Every member of the comprimario cast proved effective in this production, led by a vivacious performance by J’Nai Bridges as the ancien régime lady’s maid Bersi turned revolutionary.
[Below: J’Nai Bridges as Bersi; edited image, based on a Cory Weaver photograph, courtesy of the San Francisco Opera.]
In my previous review, I had highlighted several of the outstanding performances. Also notable was the Catherine Cook’s portrait of the aristocratic (and fussy) Madame di Coigny, who prides herself in having a plain dress to wear when she dispenses charity to the poor.
Cook, a former Adler fellow, who recently celebrated 25 years with the San Francisco Opera, has emerged as an effective practitioner of the art of the “character” mezzo-soprano.
[Below: Madame di Coigny (Catherine Cook, right) exchanges pleasantries with a guest; edited image, based on a Cory Weaver photograph, courtesy of the San Francisco Opera.]
Also impressive were the performances of Robert Pomakov as Mathieu, the realist who in vain tries to persuade Chénier to swallow his pride and accept a forged passport to save his life, and the debuting David Pershall as Roucher.
[Below: Roucher (David Pershall, right) visits the condemned Andrea Chénier (Yonghoon Lee, left); edited image, based on a Cory Weaver photograph, courtesy of the San Francisco Opera.]
The McVicar Production
The San Francisco Opera, in their website promotion of their “Andrea Chénier”, picked up a line from my first review – that “the Revolution is real, vibrant, exciting and dangerous” – for their leadoff quote from the press corps’ comments. (Each of the other critics’ comments referenced one of the three principals.)
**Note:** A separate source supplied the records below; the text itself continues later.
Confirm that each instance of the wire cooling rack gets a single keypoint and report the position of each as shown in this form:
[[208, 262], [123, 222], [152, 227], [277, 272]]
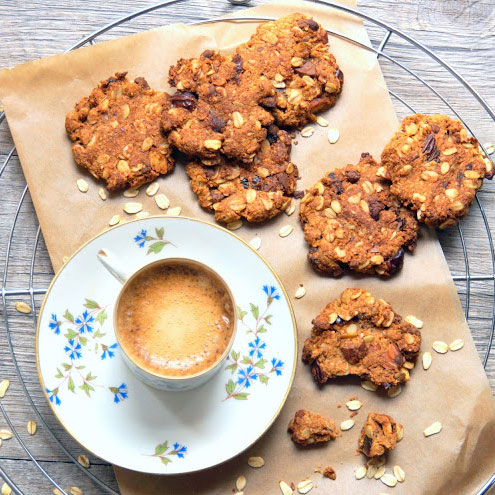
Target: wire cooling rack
[[472, 266]]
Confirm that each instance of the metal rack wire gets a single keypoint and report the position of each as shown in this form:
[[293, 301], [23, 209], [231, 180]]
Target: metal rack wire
[[465, 279]]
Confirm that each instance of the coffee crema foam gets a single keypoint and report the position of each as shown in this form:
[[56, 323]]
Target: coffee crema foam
[[175, 319]]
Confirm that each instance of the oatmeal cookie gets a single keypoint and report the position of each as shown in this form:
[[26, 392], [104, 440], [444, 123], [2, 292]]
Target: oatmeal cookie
[[352, 221], [216, 111], [116, 133], [359, 335], [435, 168], [307, 428], [292, 52], [256, 192], [380, 434]]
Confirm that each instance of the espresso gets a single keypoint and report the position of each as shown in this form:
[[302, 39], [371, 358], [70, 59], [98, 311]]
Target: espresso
[[175, 318]]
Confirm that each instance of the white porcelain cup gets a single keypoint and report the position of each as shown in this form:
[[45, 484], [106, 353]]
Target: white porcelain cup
[[156, 380]]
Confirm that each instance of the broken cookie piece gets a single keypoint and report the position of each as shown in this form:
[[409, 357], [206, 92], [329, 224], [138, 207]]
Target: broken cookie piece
[[380, 434], [308, 428]]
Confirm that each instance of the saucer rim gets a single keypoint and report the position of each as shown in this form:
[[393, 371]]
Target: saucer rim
[[144, 220]]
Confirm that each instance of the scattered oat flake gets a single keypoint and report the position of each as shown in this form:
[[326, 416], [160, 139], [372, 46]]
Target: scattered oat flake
[[370, 386], [32, 427], [399, 474], [434, 428], [240, 483], [307, 131], [4, 385], [255, 243], [394, 391], [131, 193], [305, 486], [82, 185], [347, 424], [333, 135], [426, 360], [321, 121], [353, 405], [162, 201], [456, 345], [83, 460], [440, 346], [256, 461], [174, 212], [389, 480], [114, 220], [360, 472], [285, 230], [300, 292], [285, 488], [23, 307], [152, 189]]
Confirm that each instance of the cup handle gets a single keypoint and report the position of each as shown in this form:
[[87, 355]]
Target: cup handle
[[111, 262]]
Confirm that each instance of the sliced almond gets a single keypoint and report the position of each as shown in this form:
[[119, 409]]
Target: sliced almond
[[32, 427], [240, 483], [83, 460], [114, 220], [426, 360], [360, 472], [133, 208], [131, 193], [255, 243], [285, 488], [353, 405], [370, 386], [416, 322], [174, 212], [23, 307], [162, 201], [399, 474], [333, 135], [434, 428], [285, 230], [304, 486], [236, 224], [82, 185], [394, 391], [256, 462], [440, 346], [456, 345], [321, 121], [152, 189], [347, 424], [388, 480], [4, 385]]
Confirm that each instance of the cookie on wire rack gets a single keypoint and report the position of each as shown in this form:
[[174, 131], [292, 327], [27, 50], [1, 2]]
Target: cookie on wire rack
[[116, 133], [435, 168], [352, 222]]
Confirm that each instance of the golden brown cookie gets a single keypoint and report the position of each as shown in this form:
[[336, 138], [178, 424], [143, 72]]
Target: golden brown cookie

It’s my belief that McVicar’s production provides a visual representation of the Revolution as simultaneously elegant and incendiary as the paintings by Jacques-Louis David during Robespierre’s ascendancy or the Revolutionary costumes that David, as Robespierre’s Minister of Art, himself designed.
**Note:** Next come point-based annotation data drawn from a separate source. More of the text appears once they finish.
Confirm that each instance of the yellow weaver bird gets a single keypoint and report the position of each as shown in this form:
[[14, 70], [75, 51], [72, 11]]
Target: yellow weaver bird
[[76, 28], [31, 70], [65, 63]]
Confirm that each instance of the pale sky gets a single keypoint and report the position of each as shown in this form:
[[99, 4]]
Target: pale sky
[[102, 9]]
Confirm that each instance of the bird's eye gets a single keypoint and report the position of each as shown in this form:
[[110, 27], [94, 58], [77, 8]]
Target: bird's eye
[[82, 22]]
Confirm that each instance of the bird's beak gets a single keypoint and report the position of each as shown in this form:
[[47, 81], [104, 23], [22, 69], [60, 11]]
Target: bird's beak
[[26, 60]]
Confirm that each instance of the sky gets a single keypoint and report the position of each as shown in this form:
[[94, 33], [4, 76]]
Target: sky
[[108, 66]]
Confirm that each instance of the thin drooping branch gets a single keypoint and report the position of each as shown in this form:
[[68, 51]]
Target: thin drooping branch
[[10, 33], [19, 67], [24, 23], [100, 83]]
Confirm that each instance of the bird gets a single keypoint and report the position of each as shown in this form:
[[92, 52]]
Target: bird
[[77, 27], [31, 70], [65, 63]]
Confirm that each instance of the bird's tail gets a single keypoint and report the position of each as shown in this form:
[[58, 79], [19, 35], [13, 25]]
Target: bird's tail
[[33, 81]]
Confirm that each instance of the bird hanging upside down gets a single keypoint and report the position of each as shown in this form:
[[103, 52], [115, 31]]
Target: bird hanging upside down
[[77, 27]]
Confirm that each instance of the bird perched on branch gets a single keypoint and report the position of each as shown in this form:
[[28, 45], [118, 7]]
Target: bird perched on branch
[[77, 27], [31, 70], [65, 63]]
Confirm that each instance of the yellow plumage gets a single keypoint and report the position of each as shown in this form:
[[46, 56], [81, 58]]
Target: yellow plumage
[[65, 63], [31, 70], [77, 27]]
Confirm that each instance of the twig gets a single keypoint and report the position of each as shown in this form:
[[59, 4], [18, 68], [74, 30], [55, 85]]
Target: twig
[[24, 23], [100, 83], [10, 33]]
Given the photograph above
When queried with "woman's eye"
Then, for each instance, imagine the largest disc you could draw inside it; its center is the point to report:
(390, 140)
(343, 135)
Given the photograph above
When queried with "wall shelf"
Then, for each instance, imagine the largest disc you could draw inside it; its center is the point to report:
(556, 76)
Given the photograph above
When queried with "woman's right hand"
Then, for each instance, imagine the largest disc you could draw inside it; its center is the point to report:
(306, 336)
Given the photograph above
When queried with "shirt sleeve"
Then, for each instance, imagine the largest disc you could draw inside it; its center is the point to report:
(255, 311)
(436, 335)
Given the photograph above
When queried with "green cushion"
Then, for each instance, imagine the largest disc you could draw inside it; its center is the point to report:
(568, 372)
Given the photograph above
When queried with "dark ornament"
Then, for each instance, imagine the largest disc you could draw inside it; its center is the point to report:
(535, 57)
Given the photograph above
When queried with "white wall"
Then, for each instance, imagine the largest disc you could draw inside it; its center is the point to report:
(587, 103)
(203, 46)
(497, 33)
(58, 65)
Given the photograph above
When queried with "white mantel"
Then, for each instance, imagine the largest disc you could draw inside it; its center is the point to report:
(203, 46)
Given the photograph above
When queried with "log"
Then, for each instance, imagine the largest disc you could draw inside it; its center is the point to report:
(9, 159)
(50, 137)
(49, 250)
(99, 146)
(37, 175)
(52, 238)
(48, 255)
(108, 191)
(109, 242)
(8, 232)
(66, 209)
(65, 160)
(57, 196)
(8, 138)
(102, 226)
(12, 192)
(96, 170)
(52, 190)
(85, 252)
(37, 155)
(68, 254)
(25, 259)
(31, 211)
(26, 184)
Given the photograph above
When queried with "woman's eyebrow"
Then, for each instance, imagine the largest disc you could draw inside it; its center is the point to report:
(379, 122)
[Below: Jacques-Louis David’s “The Death of Marat”‘; edited image of a painting in the Royal Museums of the Arts of Belgium.]
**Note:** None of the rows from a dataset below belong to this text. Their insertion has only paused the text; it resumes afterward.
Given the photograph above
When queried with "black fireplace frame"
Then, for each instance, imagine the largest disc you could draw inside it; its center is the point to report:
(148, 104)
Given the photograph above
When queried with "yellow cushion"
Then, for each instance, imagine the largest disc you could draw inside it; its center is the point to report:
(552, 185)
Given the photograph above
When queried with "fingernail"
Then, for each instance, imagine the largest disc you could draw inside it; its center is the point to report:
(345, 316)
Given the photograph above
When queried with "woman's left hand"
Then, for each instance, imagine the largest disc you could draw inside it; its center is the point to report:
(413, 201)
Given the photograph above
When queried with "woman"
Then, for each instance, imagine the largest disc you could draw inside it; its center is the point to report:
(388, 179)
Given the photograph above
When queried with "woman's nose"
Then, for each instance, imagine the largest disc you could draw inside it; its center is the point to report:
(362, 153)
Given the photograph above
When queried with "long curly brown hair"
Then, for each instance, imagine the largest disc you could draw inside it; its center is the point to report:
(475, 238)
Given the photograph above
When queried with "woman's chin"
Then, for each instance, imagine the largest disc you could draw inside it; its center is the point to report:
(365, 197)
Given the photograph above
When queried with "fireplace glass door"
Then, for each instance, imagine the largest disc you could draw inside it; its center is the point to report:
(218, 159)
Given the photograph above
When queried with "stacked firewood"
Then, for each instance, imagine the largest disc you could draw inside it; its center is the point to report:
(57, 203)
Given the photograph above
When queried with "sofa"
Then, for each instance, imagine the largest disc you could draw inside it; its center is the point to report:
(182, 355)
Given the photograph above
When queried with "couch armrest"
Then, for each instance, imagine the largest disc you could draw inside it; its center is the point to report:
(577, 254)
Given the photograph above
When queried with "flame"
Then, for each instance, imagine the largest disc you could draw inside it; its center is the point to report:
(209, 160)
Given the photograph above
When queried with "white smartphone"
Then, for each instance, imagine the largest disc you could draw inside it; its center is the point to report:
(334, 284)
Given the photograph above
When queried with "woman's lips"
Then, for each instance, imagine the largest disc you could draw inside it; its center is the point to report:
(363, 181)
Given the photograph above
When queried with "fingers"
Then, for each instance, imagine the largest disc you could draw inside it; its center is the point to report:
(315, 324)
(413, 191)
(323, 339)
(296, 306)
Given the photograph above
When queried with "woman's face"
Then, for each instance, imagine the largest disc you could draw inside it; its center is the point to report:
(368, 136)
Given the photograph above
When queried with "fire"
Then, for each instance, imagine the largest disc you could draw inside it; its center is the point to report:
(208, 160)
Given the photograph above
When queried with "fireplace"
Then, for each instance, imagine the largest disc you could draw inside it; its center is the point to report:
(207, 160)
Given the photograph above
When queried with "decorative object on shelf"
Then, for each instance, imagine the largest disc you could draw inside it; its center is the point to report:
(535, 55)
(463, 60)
The production complements the rousing Revolutionary anthems that permeate Giordano’s orchestration. (The San Francisco Opera Orchestra, one of the finest opera orchestras in the world, proved itself one the drama’s principal characters. Under Maestro Nicola Luisotti, the orchestra exuded revolutionary fervor.)
San Francisco was the second of the three cities that will perform this production (after London and prior to Beijing). The production debuted at Covent Garden with superstar tenor Jonas Kaufmann in the title role, who represents the tradition of reviving the opera when a “big name” tenor is available.
San Francisco Opera revived the opera in the mid-20th century for Mario Del Monaco and Franco Corelli (the latter did not appear due to illness) and created its latest new production in 1975 for Placido Domingo.
Obviously, a four act work with an aria for the lead tenor in each act and a famous duet with soprano at opera’s end needs and benefits from major league spinto voices for its three principal parts. But there is a theatrical validity to the opera that suggests that it is a mistake to write it off as nothing more than a superstar vehicle.
The verismo operas, of which “Andrea Chénier” is an iconic example, blend vocal and symphonic music to tell a dramatic story. There currently exist extraordinary men and women of the theater who have become adept at creating and directing exciting productions that tap the inherent theatricality of these works.
Ripe for revival are works that have previously been seen on the War Memorial Opera House stage – Cilea’s “Adriana Lecouvreur”, Montemezzi’s “L’Amore dei Tre Re” and Zandonai’s “Francesca da Rimini” (the latter two relevant to an audience that watches HBO’s Game of Thrones.)
With strong casts as was seen in San Francisco Opera’s “Andrea Chénier”, the superb San Francisco Opera chorus and orchestra, and directors of the caliber of Sir David McVicar, the canon of verismo works should be explored anew.